For any surface $\sum_g$ and any cyclic group $C_n$ we can build a surjection $\phi:\pi_1(\sum_g,x_0)\to C_n$ by building a corresponding surface $\sum_{n(g-1)+1}$ and build $p:\sum_{n(g-1)+1}\to\sum_g$ as in the picture below. (We can cut along a "the" standard non-separating curve $\gamma$, copy the result $n$ times, then glue them together cyclically along the copies of $\gamma^+$ and $\gamma^-$)
My question is this: Given a surjection $\phi:\pi_1(\sum_g,x_0)\to C_n$, is there a curve $\gamma\subset\sum_g$ (L in the picture) such that $\phi$ can be realized as above? I.e., such that $\phi$ is the projection $\pi_1(\sum_g,x_0)\to \pi_1(\sum_g,x_0)/p_*(\pi_1(\sum_{n(g-1)+1},\hat{x_0}))$ so that $\sum_{n(g-1)+1}$ is obtained by cutting $\sum_g$ along $\gamma$, copying, and gluing together.
Thanks.
The surjection $\phi:\pi_1(\Sigma_g,x_0)\to C_n$, since $C_n$ is an abelian group, factors through the abelianization $\pi_1(\Sigma_g,x_0)\to H_1(\Sigma_g)$, giving a homomorphism $\phi':H_1(\Sigma_g)\to C_n$.

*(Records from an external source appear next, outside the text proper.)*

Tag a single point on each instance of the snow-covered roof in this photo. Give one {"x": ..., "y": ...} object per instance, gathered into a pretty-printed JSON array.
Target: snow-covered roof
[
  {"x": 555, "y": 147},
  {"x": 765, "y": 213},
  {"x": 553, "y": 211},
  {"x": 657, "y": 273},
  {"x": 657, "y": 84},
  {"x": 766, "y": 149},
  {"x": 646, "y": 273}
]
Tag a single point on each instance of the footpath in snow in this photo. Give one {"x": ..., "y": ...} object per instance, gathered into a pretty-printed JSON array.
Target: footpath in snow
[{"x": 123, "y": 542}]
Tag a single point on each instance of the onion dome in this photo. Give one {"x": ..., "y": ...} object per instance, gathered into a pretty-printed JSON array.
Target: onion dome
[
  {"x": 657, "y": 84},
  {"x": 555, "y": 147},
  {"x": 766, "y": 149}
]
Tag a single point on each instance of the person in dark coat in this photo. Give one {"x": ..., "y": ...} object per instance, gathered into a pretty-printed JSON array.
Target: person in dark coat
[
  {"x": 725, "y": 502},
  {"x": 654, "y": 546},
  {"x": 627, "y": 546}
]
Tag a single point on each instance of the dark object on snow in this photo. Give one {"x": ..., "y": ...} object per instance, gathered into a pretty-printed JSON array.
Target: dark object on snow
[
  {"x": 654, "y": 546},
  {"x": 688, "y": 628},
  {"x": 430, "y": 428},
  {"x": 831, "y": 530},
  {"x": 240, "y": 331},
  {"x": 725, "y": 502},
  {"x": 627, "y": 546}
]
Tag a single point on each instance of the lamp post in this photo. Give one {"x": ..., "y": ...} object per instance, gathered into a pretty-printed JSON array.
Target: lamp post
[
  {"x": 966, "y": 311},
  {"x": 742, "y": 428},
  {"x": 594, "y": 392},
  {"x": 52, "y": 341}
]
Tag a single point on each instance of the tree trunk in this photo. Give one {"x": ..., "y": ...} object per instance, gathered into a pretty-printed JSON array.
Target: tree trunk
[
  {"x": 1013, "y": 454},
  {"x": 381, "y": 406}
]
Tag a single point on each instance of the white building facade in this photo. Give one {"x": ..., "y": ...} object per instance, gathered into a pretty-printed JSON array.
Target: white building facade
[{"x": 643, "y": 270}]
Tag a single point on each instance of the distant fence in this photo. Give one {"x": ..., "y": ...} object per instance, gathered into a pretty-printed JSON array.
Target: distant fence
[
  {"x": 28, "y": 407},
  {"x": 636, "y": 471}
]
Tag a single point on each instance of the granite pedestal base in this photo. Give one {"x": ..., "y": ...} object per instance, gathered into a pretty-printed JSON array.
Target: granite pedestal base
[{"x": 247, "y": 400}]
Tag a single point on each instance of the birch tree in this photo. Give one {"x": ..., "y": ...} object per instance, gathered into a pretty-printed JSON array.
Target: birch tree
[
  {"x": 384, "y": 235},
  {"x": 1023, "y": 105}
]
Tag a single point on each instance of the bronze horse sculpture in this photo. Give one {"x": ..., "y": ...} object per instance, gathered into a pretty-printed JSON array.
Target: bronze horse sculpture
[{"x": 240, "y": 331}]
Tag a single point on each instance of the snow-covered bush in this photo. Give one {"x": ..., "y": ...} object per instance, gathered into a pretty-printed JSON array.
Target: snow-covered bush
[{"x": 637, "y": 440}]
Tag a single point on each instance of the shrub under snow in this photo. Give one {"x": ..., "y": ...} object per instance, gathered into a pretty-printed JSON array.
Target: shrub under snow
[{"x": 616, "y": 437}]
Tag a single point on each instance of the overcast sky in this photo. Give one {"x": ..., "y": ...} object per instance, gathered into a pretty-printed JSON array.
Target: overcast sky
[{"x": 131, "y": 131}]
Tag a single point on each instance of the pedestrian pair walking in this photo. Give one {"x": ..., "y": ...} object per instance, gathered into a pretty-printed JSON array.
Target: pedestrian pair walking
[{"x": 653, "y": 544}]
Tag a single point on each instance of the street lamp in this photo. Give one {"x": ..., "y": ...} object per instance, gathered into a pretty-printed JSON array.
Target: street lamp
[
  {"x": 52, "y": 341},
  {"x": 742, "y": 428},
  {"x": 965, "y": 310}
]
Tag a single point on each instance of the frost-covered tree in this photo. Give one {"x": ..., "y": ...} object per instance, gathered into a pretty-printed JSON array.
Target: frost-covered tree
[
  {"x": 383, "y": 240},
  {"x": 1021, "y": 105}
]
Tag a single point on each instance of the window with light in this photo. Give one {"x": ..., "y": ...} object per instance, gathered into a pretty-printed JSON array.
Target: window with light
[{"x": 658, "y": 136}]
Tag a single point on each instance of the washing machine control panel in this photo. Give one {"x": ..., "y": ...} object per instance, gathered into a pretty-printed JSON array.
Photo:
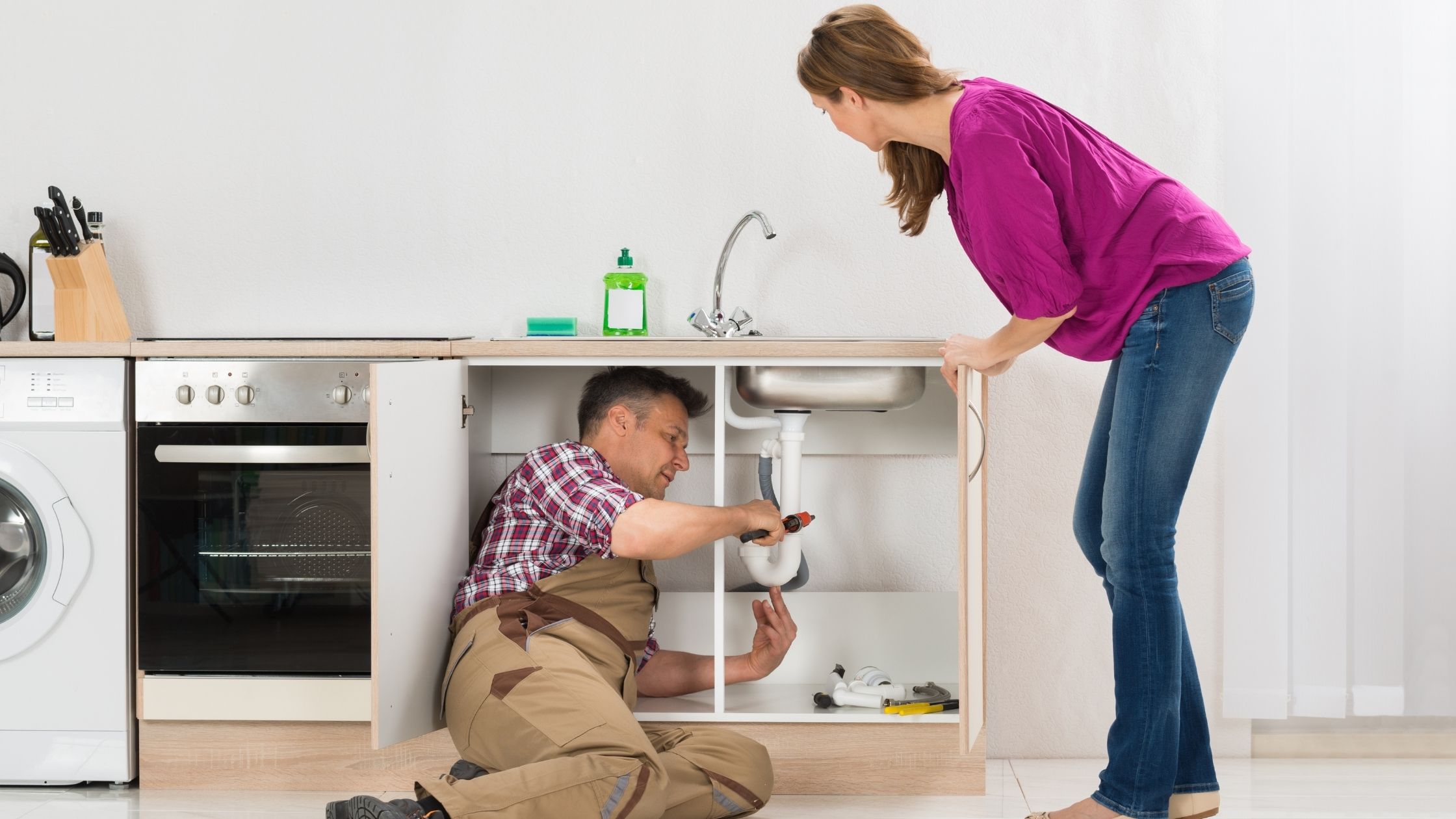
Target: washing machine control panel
[{"x": 70, "y": 391}]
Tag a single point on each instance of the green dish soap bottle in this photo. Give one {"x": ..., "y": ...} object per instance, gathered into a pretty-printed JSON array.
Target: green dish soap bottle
[{"x": 623, "y": 311}]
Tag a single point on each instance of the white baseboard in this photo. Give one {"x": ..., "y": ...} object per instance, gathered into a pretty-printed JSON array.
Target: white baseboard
[{"x": 1355, "y": 745}]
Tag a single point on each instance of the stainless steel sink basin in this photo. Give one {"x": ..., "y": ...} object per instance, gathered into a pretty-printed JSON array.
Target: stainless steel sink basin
[{"x": 830, "y": 388}]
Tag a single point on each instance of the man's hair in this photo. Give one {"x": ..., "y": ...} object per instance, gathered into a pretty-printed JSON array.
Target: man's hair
[{"x": 635, "y": 388}]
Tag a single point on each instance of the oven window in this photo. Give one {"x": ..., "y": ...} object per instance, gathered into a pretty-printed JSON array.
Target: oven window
[{"x": 254, "y": 549}]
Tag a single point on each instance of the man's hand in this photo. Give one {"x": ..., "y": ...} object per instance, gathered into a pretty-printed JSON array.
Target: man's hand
[
  {"x": 763, "y": 515},
  {"x": 774, "y": 637}
]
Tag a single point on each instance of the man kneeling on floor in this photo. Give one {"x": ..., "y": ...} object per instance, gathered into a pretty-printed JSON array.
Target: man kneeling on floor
[{"x": 554, "y": 633}]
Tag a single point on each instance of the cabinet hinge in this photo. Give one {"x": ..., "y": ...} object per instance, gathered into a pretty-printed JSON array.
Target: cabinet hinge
[{"x": 465, "y": 411}]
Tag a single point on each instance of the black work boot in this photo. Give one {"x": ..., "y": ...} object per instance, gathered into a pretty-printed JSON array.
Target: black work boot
[
  {"x": 465, "y": 770},
  {"x": 373, "y": 808}
]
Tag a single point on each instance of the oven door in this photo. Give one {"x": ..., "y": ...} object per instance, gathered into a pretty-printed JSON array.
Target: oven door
[{"x": 254, "y": 549}]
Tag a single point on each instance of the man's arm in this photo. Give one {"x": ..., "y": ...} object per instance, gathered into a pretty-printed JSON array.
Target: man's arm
[
  {"x": 673, "y": 673},
  {"x": 662, "y": 529}
]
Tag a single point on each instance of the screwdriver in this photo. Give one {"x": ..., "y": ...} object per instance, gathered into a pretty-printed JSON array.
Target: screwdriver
[{"x": 791, "y": 523}]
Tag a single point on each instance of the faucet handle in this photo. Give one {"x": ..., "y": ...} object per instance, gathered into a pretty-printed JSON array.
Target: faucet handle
[
  {"x": 740, "y": 320},
  {"x": 699, "y": 320}
]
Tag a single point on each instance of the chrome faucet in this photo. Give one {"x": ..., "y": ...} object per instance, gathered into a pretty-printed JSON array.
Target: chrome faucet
[{"x": 715, "y": 322}]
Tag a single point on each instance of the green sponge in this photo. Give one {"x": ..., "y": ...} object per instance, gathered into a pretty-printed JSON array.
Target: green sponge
[{"x": 551, "y": 326}]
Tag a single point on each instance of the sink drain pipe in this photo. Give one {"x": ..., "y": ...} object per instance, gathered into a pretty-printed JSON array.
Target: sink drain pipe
[{"x": 791, "y": 569}]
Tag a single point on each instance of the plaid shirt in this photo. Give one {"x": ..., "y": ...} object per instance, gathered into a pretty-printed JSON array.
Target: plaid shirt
[{"x": 551, "y": 514}]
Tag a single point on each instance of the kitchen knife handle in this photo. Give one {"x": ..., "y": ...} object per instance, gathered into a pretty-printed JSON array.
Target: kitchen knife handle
[
  {"x": 81, "y": 218},
  {"x": 69, "y": 238},
  {"x": 53, "y": 233},
  {"x": 63, "y": 216},
  {"x": 46, "y": 228}
]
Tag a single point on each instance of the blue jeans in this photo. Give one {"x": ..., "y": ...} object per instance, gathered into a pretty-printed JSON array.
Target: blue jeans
[{"x": 1149, "y": 426}]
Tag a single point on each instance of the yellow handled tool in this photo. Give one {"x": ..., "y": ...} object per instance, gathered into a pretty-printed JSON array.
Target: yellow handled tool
[{"x": 924, "y": 707}]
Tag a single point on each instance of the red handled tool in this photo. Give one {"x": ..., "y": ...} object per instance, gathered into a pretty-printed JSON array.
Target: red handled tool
[{"x": 791, "y": 523}]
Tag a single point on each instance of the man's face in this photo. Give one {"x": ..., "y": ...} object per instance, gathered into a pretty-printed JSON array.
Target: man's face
[{"x": 656, "y": 450}]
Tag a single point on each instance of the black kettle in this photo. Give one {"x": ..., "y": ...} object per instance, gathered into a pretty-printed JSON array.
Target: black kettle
[{"x": 8, "y": 267}]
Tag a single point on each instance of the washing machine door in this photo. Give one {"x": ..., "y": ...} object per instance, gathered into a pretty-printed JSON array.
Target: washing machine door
[{"x": 44, "y": 551}]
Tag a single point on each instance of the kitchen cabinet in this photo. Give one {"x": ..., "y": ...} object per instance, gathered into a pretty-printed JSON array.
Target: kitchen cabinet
[{"x": 445, "y": 432}]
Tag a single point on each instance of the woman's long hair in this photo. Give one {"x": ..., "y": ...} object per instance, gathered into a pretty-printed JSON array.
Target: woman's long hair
[{"x": 864, "y": 49}]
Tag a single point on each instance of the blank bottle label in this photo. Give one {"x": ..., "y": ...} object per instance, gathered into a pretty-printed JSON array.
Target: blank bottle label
[{"x": 625, "y": 309}]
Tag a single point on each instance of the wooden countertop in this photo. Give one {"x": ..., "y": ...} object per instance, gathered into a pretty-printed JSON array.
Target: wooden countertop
[
  {"x": 292, "y": 348},
  {"x": 760, "y": 347},
  {"x": 686, "y": 347}
]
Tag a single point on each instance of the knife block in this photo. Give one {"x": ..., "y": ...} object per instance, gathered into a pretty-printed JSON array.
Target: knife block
[{"x": 86, "y": 304}]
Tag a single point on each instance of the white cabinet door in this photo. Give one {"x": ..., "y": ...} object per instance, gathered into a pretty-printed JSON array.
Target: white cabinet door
[
  {"x": 972, "y": 448},
  {"x": 419, "y": 480}
]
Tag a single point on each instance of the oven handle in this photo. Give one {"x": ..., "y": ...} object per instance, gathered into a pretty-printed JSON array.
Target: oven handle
[{"x": 245, "y": 454}]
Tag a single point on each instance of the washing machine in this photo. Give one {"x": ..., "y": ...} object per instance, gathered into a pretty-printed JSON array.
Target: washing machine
[{"x": 66, "y": 660}]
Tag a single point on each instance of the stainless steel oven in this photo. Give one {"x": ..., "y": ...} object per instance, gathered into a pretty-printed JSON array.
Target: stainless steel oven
[{"x": 252, "y": 516}]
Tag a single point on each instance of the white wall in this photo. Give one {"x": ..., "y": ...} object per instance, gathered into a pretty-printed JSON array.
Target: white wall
[{"x": 304, "y": 168}]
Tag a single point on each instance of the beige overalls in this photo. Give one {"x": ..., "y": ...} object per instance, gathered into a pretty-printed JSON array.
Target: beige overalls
[{"x": 539, "y": 691}]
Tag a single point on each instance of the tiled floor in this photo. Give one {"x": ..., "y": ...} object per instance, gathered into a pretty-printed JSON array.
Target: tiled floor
[{"x": 1253, "y": 789}]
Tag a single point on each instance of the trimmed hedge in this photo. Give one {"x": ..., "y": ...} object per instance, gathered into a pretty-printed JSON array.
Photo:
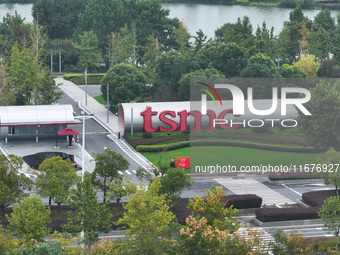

Consider the image of each standard generator $a_1,b_1,\dots,a_g,b_g\in H_1(\Sigma_g)$ in $C_n$. With $t$ the generator of $C_n$, we have $a_i\mapsto t^{\alpha_i}$ and $b_i\mapsto t^{\beta_i}$ for all $i$, for some $\alpha_i,\beta_i\in\mathbb{Z}$. The GCD of $\alpha_1,\beta_1,\dots,\alpha_g,\beta_g,n$ must be $1$ for $\phi$ to be surjective. Already we have a homomorphism $f:H_1(\Sigma_g)\to \mathbb{Z}$ defined by $a_i\mapsto \alpha_i$ and $b_i\mapsto \beta_i$ such that for the quotient $q:\mathbb{Z}\to C_n$ with $q(1)=t$ we have $q\circ f=\phi'$.
By the Universal Coefficient Theorem as well as Poincaré duality for $\Sigma_g$, $f$ can be considered to be an element of $H_1(\Sigma_g)$. Generically, $f$ is a collection of disjoint oriented closed curves in $\Sigma_g$, and these curves indicate how to evaluate $f$ on a closed loop: calculate the signed intersection number with $f$. By cutting $\Sigma_g$ along $f$, taking $n$ copies of the result, and then gluing the pieces together in the correct way (i.e., using the orientation of a boundary to know whether to glue piece $i$ to piece $i+1$ or to piece $i-1$), one obtains the covering space associated with $\phi$. However, at this point there is no reason for there to be a single curve associated to $f$. It should be noted that $f$ is given by $\sum_i(\beta_ia_i+\alpha_ib_i)$.
Since $\delta=\gcd(\alpha_1,\beta_1,\dots,\alpha_g,\beta_g)$ is coprime to $n$, "dividing by $\delta$" is an automorphism of $C_n$. That is, $t^k\mapsto t^{k/\delta}$, using the suitable multiplicative inverse modulo $n$. Hence, we may assume $\delta=1$. Since the coefficients of $\sum_i(\beta_i a_i+\alpha_i b_i)$ have a GCD of $1$, that means the homology class is primitive, and so it can be represented by a connected simple closed curve.